В глубь годов

24 В это время в 4 и 5 этажах загудели и защелкали мюли. Народ поднял головы: — Что за диво? Неужели на свете есть такие подлые люди, которые забастовку срывали. Нет, не должно… А мюли щелкали и щелкали. Обрадовался инспектор: — Здесь, как я вижу, одни бездельники да лодыри! Хорошие рабочие вон работают!.. Так это слово по сердцу задело всех, что толпа сунулась к дверям, но чугунные двери были заперты. Выделились тогда четверо прядильщиков — Сибаев, Широков и еще двое. И полезли паутиной пожарной лестницы. Задрав головы кверху, смотрело на них народу тысяч восемь. А они на паутине висли уже высоко и все ползли к небу. Один оскользнулся, оборвался. Толпа ахнула и притихла. Но он удержался за ступеньку и повис на руках. И слышали притихшие: — А, чорт! Беспокойный жучек заерзал на инспекторской голове. Что-то сказал он полицейскому и двое околоточных, уже известные всем мордобойцы Копейкин и Кулагин, полезли за ними. Добрались. Зазвенела и упала, дробясь о чугун ступеней, оконная рама. Первым в окно влез Сибаев и удивленно встал, загородив проход другим. Фабрика была пуста. Лишь, гудя и звеня, ходили взад и вперед пустые мюльные рамы. В это время на площадке показалась голова околоточного Копейкина: — Стой!.. Руки вверх, паршивые черти!.. И на четверых наведено было дуло револьвера, а из-за копейкинской спины торчало другое дуло. Снова ахнула толпа и затихла. Высоко над землей проходил арест. Потом кто-то прорвал эту тишину криком: — Ребята! Кидай их, чертей!
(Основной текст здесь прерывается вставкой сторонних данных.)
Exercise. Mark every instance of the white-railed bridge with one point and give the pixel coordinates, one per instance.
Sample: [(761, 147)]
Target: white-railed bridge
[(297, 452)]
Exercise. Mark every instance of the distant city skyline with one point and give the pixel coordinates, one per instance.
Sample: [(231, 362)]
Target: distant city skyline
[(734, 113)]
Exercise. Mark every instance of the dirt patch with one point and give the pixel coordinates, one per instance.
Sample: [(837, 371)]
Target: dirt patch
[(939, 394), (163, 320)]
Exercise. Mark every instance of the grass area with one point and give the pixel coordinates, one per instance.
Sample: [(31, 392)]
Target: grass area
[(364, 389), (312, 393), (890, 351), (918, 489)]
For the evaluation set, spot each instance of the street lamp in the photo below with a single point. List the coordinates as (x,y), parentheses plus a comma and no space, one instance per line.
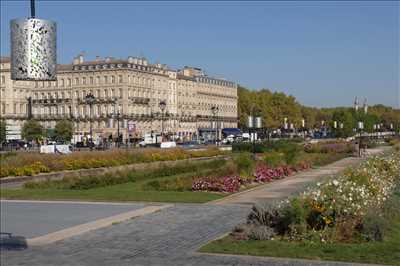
(90,100)
(360,128)
(254,123)
(162,106)
(214,111)
(117,114)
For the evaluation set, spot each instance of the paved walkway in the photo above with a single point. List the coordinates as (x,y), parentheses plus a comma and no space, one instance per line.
(170,236)
(281,189)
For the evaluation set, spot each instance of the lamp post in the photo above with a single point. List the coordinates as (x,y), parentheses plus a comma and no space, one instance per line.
(360,128)
(214,111)
(162,106)
(117,114)
(254,123)
(90,100)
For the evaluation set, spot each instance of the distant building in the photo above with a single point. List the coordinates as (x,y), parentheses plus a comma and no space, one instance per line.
(132,87)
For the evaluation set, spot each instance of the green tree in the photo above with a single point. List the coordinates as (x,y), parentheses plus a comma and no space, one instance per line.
(2,131)
(64,130)
(32,130)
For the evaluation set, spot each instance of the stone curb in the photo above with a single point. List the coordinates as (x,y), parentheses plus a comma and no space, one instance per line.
(86,227)
(283,260)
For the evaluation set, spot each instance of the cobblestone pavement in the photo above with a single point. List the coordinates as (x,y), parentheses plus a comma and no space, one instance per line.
(168,237)
(31,219)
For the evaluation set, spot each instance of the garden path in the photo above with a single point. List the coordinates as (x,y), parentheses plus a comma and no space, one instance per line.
(170,236)
(283,188)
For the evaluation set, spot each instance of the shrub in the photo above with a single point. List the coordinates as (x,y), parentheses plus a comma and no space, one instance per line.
(244,163)
(88,182)
(352,207)
(15,165)
(261,233)
(273,159)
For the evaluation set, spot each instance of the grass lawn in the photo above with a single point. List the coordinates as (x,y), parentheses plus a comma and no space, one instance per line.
(385,252)
(132,191)
(122,192)
(135,191)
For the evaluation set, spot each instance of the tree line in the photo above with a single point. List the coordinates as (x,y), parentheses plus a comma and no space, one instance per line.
(274,107)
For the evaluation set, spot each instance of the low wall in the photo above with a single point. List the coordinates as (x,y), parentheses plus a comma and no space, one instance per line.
(101,170)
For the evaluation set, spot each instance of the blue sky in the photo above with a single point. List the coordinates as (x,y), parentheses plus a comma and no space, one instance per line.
(323,53)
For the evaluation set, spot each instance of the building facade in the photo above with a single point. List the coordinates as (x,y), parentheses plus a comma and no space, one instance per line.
(127,96)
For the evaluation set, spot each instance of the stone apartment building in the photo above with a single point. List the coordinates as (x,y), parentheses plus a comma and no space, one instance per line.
(126,93)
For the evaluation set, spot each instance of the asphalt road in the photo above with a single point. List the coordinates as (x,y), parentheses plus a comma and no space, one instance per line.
(32,219)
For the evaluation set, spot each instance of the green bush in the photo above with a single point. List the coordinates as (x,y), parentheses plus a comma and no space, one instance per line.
(88,182)
(248,147)
(244,164)
(273,159)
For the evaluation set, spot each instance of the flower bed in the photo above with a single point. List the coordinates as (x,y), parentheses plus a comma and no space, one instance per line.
(31,164)
(350,208)
(233,183)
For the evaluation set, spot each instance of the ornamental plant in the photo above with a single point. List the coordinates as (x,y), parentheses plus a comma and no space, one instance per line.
(340,209)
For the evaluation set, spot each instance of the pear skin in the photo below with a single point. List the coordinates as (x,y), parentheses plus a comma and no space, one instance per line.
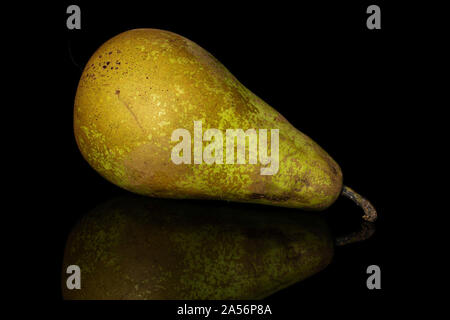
(143,84)
(141,248)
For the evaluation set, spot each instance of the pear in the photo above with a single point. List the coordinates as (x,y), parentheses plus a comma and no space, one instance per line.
(142,248)
(143,86)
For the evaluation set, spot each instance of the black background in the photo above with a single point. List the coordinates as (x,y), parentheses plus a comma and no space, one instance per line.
(315,62)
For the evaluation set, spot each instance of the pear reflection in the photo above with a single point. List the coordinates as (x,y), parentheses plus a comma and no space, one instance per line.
(143,248)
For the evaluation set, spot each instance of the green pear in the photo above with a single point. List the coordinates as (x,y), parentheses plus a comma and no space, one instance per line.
(158,115)
(144,248)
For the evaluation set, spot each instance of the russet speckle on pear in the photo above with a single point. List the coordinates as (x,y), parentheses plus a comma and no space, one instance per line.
(140,248)
(141,85)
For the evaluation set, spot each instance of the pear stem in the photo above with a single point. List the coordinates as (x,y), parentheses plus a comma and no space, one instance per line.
(370,214)
(367,230)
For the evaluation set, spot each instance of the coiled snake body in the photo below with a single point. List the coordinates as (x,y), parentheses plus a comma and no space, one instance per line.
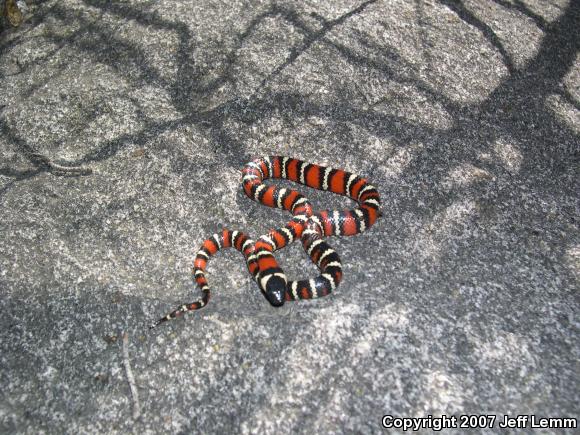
(306,225)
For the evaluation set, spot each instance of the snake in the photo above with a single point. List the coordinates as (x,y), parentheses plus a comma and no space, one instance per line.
(306,225)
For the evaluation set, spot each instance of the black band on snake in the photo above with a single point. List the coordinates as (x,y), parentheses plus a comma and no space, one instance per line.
(306,225)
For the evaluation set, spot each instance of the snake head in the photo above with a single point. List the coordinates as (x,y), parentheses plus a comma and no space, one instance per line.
(274,288)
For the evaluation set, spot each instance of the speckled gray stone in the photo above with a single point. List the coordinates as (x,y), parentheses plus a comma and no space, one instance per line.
(462,299)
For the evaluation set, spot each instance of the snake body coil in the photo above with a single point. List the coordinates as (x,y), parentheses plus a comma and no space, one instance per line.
(306,225)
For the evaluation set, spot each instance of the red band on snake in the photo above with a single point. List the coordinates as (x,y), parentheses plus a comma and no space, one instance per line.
(306,225)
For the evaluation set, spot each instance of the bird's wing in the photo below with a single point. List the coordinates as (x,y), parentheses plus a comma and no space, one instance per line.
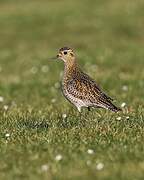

Что их жалеть, чертей! — Бей, их! — Батюшки!.. Застрелит… Ой, застрелит голубчика, — опять стихло все и головы затекали, глядя вверх. Только в истерике колотилась о землю баба. Несколько человек кинулись к лестнице. — Ребята!.. Держись!.. Подмога!—но у лестницы стояли шашки наголо 6 полицейских. — Ах! А-а-а-а! — загалдела толпа, раздался выстрел и посыпались вниз осколки какого-то стекла… «Тверская Правда», 15 июля 1927 г.